Author response: We understand the epistemological concerns regarding the role of analogy in this study. However, as indicated by the reviewer himself, the analogy is strong. Moreover, this analogy is manifest at two different levels: i) the presence of inserts homologous to phage and plasmid genes in CRISPR units and ii) presence of predicted activities compatible with a siRNA-like system among cas gene products, in particular, the dicer analog. Had the analogy been false, there would be no reason whatever for this congruence. We briefly comment to that effect in the revised manuscript. The idea of homologous immune systems in prokaryotes and eukaryotes seems a little far-fetched. Nevertheless, this comment prompted us to incorporate a brief comparison of the evolutionary histories of RNAi and classical immune systems.

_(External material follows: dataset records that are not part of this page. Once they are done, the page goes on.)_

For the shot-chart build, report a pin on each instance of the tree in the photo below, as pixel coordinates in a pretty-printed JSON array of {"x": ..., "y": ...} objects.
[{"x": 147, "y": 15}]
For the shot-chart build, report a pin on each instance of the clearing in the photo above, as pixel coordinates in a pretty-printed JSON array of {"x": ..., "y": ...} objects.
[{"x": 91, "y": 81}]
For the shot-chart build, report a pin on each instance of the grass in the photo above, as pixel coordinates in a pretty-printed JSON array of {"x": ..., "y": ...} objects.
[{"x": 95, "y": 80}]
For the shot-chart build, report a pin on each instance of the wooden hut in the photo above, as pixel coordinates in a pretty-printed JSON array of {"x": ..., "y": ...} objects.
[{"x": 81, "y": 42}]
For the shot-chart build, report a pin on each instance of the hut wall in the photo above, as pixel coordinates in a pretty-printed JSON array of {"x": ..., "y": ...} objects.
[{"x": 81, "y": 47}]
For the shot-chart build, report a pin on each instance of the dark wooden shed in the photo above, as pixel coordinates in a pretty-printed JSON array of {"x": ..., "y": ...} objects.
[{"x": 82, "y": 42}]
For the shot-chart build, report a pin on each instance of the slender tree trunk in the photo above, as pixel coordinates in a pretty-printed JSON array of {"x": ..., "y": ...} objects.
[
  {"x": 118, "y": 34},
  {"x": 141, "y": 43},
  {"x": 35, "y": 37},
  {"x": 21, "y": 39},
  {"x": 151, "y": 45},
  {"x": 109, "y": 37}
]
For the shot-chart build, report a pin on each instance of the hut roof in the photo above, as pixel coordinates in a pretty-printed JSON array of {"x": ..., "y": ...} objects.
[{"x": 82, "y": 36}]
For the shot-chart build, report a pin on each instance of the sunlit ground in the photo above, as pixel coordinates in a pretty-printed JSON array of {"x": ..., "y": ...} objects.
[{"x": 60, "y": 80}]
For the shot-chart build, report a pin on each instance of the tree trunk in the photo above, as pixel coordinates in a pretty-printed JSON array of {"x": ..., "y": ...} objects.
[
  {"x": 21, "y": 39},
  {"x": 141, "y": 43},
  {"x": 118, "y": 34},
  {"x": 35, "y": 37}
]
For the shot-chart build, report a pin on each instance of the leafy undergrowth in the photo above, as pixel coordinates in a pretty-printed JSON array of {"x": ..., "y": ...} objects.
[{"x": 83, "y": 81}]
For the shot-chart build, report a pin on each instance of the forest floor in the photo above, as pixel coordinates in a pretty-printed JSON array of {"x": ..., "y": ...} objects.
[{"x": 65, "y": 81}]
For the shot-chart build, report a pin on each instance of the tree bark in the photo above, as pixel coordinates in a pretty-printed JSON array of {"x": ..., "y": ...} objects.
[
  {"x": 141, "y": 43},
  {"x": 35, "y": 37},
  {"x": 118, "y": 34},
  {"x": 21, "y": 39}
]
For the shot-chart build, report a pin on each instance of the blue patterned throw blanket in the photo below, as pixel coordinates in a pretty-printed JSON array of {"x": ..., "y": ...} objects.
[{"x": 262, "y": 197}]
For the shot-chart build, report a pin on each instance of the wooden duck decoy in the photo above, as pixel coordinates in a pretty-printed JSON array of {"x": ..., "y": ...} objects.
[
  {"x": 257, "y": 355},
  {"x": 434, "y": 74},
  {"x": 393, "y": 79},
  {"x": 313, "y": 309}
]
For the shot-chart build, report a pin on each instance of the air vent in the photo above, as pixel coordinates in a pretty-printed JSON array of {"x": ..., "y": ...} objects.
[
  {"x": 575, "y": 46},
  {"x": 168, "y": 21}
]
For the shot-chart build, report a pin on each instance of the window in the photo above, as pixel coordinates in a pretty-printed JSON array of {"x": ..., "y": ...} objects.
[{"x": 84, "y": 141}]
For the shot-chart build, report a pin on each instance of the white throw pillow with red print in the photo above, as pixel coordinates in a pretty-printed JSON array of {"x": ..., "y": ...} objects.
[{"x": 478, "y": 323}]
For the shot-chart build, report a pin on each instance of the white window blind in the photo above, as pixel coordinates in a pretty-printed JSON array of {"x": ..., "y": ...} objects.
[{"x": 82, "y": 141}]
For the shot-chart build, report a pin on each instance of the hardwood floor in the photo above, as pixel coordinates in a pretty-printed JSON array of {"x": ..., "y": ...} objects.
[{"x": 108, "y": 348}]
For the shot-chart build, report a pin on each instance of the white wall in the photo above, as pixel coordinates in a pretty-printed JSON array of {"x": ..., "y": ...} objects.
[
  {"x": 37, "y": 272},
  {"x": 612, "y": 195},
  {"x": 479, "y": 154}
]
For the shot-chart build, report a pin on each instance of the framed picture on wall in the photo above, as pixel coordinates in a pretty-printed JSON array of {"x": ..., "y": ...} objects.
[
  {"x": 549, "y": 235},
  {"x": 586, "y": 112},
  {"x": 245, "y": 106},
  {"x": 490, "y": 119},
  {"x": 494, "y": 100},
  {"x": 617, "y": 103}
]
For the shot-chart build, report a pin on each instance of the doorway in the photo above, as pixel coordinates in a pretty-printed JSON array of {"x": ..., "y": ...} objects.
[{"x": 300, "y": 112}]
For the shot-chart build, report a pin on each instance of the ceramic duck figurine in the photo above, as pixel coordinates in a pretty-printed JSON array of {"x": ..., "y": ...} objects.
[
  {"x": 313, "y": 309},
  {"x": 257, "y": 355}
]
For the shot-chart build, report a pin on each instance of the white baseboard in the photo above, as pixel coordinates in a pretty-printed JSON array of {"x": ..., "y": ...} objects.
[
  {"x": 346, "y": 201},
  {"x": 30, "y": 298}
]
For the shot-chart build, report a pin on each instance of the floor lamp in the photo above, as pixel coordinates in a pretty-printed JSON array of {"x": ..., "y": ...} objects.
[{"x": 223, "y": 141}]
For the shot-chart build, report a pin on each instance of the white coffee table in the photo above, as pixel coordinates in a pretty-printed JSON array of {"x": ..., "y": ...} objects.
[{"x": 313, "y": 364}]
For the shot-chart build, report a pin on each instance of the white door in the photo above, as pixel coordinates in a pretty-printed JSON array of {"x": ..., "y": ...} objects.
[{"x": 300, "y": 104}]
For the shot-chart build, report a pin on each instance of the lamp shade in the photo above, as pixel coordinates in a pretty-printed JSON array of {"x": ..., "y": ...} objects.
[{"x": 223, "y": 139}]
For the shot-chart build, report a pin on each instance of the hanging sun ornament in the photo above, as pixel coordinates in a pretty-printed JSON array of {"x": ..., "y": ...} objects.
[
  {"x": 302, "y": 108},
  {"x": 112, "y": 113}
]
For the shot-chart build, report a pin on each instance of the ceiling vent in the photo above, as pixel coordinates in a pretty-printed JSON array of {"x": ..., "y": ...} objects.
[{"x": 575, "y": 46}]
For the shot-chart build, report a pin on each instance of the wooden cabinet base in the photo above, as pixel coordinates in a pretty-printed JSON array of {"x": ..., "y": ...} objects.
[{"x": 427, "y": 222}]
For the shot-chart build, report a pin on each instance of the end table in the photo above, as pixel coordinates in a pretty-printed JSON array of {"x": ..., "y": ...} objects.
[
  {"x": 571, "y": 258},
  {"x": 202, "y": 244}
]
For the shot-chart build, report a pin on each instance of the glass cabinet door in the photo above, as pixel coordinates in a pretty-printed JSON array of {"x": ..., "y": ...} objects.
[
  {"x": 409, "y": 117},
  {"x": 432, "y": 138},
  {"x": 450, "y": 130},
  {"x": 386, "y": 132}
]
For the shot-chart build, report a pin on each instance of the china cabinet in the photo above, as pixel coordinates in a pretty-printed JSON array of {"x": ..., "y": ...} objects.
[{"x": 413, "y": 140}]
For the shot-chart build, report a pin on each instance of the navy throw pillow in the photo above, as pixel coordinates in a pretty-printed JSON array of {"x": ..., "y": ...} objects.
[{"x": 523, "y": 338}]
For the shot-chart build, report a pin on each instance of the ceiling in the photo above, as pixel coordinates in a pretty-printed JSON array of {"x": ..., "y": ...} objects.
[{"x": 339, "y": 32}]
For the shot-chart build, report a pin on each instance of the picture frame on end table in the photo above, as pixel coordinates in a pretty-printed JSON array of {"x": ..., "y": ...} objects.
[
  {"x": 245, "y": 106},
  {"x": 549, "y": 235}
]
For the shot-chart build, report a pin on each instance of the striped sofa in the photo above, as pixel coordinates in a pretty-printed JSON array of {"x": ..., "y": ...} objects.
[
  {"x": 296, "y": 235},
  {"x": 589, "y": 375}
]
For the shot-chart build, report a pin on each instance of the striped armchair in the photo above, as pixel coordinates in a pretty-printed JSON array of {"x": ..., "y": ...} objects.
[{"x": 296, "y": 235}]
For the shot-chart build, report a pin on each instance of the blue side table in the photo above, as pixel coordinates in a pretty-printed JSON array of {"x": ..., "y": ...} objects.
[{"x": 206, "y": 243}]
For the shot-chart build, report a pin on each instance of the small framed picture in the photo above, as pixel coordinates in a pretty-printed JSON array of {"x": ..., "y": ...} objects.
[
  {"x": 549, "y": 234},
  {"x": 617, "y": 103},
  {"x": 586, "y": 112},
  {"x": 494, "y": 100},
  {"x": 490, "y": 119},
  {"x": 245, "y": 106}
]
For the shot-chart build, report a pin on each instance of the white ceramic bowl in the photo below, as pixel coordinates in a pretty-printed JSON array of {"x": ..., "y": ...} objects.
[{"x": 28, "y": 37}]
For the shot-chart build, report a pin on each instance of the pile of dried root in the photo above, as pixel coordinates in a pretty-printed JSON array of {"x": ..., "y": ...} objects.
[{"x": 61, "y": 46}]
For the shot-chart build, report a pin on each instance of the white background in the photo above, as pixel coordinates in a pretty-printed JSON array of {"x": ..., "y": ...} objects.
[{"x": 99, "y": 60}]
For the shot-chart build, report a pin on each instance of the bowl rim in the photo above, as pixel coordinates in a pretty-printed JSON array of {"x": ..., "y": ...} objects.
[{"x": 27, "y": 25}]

This being said, I do not feel that the use of the analogy was a problem here, as it is convincingly presented and argued by the authors. We could eventually question more if all the so-called CASS genes are really involved in the prokaryotic immune systemand deserve their label: some may just be present in the genomic proximity of CRISP, yet having nothing to do with the RNA interference. They might just be mobile «travelling» genes. A further study of the genomic distribution of the homologs of the CASS genes in bacterial genomes may help to clarify which genes are strongly and exclusively CRISP related and which ones can be found also in alternative locations in different genomes. Then, perhaps the «striking diversity of still poorly characterized CASS components» described on page 16 would appear less striking if some CASS categories are simply not relevantly defined, and include unrelated proteins, since maybe, the use of the analogy would had led to too relaxed definitions of CASS. In another situation, by contrast, the use of the analogy could perhaps be too strict. On page 18, the authors wonder how to identify «the slicer counterpart (p-slicer)» in prokaryotes. They explain that this identification is «less straightforward because of the diversity of predicted nucleases within the CASS». But, after all, why should there be only one p-slicer, as in eukaryotes? It is possible that prokaryotes have multiple «p-slicers».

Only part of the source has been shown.